Literary critic Harold Bloom coined the term “anxiety of influence” in 1973 to describe self-conscious poets whose work was feared to be too heavily modeled after the writers of the past. Maynard James Keenan doesn’t have that problem, because none of the projects he’s currently involved with could ever be confused with something that has already been done. Whether he’s free-associating with his on-again, off-again comrades in Tool or carving out a whole new musical world with Puscifer, Keenan is hell-bent on constantly shifting the paradigm of what a modern rock outfit should look and sound like. George Carlin might call them “brain droppings,” but Keenan himself has referred to the material released under the Puscifer stamp as his creative subconscious with plenty of theatrical swagger tossed in, which manifests itself whenever the band assumes control of the stage. A Puscifer show hits you like an industrial-strength stiff drink laced with its creator’s abrasive sense of humor, but the kicker in all of it is that the audience never really knows if they’re being taken for a ride.
Keenan seldom steps out of the shadows long enough to attract attention and, when he does, he’s usually veiled by a mask or some eccentric disguise. During the band’s recent stop at UB’s Center for the Arts, he arrived on stage wearing his own customized Lucha libre (Mexican wrestling) mask to coincide with the theme of the evening. He clearly revels in the absurd and having a 45-minute wrestling match open the show is as close to Martin Esslin territory as it gets. Was it entertaining? To a point, but the jury is still out on whether such a sizeable chunk of time should have been devoted to it. The fact that wrestling was also sprinkled throughout the musical portion of the evening only served to exacerbate the point.

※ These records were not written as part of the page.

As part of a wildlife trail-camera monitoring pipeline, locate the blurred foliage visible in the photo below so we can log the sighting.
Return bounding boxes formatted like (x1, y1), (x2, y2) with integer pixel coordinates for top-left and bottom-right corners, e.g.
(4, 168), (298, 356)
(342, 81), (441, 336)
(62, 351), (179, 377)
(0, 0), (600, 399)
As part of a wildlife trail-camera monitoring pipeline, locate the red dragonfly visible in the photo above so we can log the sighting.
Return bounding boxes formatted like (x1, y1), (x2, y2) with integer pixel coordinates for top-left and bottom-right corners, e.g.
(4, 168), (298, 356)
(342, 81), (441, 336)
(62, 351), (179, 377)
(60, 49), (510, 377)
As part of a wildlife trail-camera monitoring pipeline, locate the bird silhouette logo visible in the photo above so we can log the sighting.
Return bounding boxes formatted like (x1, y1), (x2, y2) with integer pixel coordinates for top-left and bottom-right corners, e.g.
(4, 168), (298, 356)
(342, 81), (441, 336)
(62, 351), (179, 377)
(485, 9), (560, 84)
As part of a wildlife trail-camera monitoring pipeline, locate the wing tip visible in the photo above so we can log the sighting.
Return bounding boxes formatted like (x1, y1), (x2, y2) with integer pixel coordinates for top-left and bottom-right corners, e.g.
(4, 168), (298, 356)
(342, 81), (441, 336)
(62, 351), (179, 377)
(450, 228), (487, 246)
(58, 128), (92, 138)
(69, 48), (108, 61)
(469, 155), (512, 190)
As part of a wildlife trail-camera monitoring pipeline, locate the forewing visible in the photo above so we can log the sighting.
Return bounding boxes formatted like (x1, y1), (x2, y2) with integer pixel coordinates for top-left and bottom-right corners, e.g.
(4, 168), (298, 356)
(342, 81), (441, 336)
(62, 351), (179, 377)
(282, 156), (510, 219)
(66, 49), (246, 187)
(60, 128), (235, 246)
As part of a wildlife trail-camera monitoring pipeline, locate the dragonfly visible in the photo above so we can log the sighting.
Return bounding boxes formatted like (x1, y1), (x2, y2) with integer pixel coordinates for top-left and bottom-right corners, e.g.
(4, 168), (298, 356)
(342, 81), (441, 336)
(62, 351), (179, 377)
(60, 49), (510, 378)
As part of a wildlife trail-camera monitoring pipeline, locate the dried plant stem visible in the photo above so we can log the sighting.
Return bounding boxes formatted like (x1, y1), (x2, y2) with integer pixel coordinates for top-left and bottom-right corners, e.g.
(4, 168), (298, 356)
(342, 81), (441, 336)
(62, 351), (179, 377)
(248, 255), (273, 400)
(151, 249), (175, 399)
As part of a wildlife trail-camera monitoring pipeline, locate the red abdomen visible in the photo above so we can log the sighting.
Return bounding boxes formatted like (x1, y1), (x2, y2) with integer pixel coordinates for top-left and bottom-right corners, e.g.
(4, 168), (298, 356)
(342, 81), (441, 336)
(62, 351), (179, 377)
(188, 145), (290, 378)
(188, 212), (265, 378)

After all, it’s the music that inspired everyone to gather in the first place, and what glorious music it is. Keenan’s genius might be Puscifer’s guiding light, but it’s the sensational musicians around him that infuse the project with the potency necessary for takeoff. Multi-instrumentalist Mat Mitchell, singer Carina Round, drummer Jeff Friedl, bassist Paul Barker and keyboardist/vocalist Mahsa Zargaran all embrace the darkness en route to honing one of the most unforgettable concert experiences you’ll ever have. Round possesses a hauntingly celestial voice that positioned itself as the perfect Yin to Keenan’s Yang during the phase in which the beautiful “Galileo” and “Agostina” transitioned into the pulverizing Act II of “Vagina Mine” and “Horizons.”
From there, the group laid out one iridescent entry after another as Keenan continued to challenge the audience to join him on whatever astral plane he was operating from at that moment. His vocal on “The Rapture (Fear is a Mind Killa Mix)” was every bit as incendiary as the record and the attitude he brought to the Tool-esque “Toma” had everyone wishing that his most popular band would finally drop their long-awaited next album. Even new tracks “Grand Canyon” and “Money Shot” were bolstered by the live setting, further demonstrating why Puscifer is beyond every other outfit on the modern rock scene. They forsake the easy and predictable in favor of the complex and spontaneous, and we the fans are better off for it.
As stellar as Tool’s later catalog is, now’s the time when all the haters should just calm down, because Puscifer isn’t going anywhere anytime soon. Nor should they.